Copyright ©The Author(s) 2020.
World J Gastroenterol. Dec 21, 2020; 26(47): 7444-7469
Published online Dec 21, 2020. doi: 10.3748/wjg.v26.i47.7444
Figure 1
Figure 1 Introduction of the main parts of the review. First, bone marrow-derived mesenchymal stem cells (BM-MSCs) are introduced as a therapy for liver fibrosis, then the steps before transplantation (culture, strategies, and the choice of transplantation route) are discussed. After that, the efficiency of BM-MSCs for liver fibrosis in vivo are explained through studies that research the efficiency, studies that compare the therapy to other medication sources, and the strategies to enhance the therapeutic efficiency.
Figure 2
Figure 2 The transition from a healthy liver to liver fibrosis. Different types of hepatotoxic agents produce mediators that induce inflammatory actions in hepatic cell types. Following chronic liver injury, symptoms associated with advanced hepatic fibrosis will appear. This can either lead to liver cirrhosis, liver failure, and portal hypertension or can be resolved under the conditions mentioned. HCV: Hepatitis C virus; LPS: Lipopolysaccharide.
Figure 3
Figure 3 Eminent sources of adult mesenchymal stem cells and the cells into which they can differentiate. Eminent sources of adult mesenchymal stem cells are ordered through their therapeutic eminence index. Umbilical cord is the most eminent, followed by the placenta, adipose tissue, endometrium, dental pulp, and dermis. The least eminent sources are amniotic fluid, synovium, and breast milk. The cell types, such as neurons, enterocytes, osteocytes, and chondrocytes, into which the isolated mesenchymal stem cells can differentiate are variant.
Figure 4
Figure 4 Bone marrow extracted cells. Bone marrow contains a variety of stem cell populations that can be extracted, either through specific growth factor media, such as that for multipotent adult progenitor cells (MAPCs) and mesenchymal stem cells (MSCs) or through flow cytometric cell sorting (FACS) technology, such as for the endothelial progenitor cells (EPCs), hematopoietic stem cells (HPSCs), and side population cells (SPs).
Figure 5
Figure 5 Potential contributions of bone marrow-derived mesenchymal stem cells to liver fibrosis. Each of the presented elements represent a distinct mechanism that has a specific role that can contribute to alleviating liver fibrosis. BM-MSCs: Bone marrow-derived mesenchymal stem cells; HSCs: Hepatic stellate cells; KC: Kupffer cells.
Figure 6
Figure 6 Two main types of mesenchymal stem cell culture. The two-dimensional (2D) culture using 2D dishes as a monolayer for fast expansion, and the three-dimensional (3D) culture with two main types of spheroid use: multiple cell-derived spheroid and single cell-derived sphere. MSCs: Mesenchymal stem cells.
Figure 7
Figure 7 Strategies to enhance bone marrow-derived mesenchymal stem cell therapeutic efficiency.
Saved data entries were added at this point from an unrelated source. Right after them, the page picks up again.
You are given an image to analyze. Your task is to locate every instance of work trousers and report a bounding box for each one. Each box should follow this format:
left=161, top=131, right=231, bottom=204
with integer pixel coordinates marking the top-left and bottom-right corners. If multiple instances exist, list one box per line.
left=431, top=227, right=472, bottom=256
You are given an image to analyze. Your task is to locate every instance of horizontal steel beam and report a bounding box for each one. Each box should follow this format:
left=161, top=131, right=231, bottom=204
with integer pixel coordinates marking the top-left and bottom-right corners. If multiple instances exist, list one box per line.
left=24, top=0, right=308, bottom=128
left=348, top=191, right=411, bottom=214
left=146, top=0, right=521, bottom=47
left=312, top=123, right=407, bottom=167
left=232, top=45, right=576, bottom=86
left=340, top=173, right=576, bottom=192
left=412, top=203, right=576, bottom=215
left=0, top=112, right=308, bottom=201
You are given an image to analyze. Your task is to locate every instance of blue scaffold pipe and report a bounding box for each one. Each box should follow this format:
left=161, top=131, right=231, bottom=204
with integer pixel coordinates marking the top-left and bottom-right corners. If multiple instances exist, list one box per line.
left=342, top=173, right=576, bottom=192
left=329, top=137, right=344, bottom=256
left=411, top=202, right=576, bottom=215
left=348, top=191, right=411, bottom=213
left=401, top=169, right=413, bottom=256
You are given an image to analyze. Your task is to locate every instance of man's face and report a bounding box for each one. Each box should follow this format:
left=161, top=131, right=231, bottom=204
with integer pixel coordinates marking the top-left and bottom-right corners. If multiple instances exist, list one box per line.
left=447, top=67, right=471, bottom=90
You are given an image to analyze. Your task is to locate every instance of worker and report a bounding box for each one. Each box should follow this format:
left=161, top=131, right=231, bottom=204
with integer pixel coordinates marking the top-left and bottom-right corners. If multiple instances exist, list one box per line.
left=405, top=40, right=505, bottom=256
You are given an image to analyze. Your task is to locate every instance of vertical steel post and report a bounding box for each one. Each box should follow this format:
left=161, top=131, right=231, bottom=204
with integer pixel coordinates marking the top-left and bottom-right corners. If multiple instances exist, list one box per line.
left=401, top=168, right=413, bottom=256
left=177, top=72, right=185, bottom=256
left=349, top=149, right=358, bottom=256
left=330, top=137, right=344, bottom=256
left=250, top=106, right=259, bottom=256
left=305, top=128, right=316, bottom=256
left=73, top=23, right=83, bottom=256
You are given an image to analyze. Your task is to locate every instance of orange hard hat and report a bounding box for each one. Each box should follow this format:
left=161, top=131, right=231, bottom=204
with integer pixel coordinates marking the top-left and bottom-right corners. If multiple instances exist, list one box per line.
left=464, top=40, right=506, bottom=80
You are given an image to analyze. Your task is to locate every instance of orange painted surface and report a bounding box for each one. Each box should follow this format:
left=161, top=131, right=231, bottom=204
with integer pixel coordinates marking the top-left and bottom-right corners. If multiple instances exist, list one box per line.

Genetic engineering and preconditioning used during the culture phase; tissue engineering used on a three-dimensional (3D) matrix and involving signaling molecules; cell-free therapy through the use of exomes and microvesicles. MSCs: Mesenchymal stem cells.
Figure 8
Figure 8 Bone marrow-derived mesenchymal stem cell transplantation routes for liver disease. The routes are either direct (portal vein and hepatic artery) or indirect (peripheral vein, intrasplenic, intraperitoneal, bone marrow reconstitution, and extra-corporeal liver assist). BM-MSCs: Bone marrow-derived mesenchymal stem cells.